Anterior cruciate ligament graft fixations experience cyclic loads in vivo. Present cyclic loading studies testing fixation use "incremental cycling," "residual strength" protocols, or a combination. Industrial standards, however, rely on fatigue life testing and use tolerance limits to determine guaranteed minimum levels of cycles to failure.


Industrial standards of fatigue life and lower tolerance limits provide a more conservative assessment of cycles to failure than do currently used cyclic loading models, and they facilitate interpretation of data toward clinical performance.


Descriptive laboratory study.


Fatigue life curves and lower tolerance limits were calculated for porcine patellar tendon graft fixations that were tested to failure in single pulls or cycled to failure at 2 different load levels. A log curve was constructed so that the expected values at other load levels could be calculated. Comparison of a metal and a composite resorbable interference screw design was used as an example.


Cycles to failure of both screw designs varied widely at each load level. The guaranteed minimum number of cycles calculated by tolerance limits was therefore much lower than the mean cycles to failure at any given load level.
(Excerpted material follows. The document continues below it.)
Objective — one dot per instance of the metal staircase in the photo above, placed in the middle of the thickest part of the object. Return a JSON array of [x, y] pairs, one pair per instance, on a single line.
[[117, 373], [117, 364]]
For example, at a load of 250 N, the predicted mean life for the composite screw and the metal screw was 2513 and 1490 cycles, respectively, whereas the 80/80 tolerance limits (the value that 80% could be expected to achieve with 80% confidence) were only 63 and 68 cycles, respectively. Small reductions in load level gave very large increases in minimally expected life.


Fatigue testing of anterior cruciate ligament reconstructions better shows the wide variation between specimens and the large effect of load levels on expected life. Wide scatter makes mean levels over-optimistic and difficult to interpret. Tolerance limits give estimates that are more conservative and facilitate data interpretation.


A method for testing and analyzing fatigue properties was presented, results of which are more readily interpreted to clinical practice.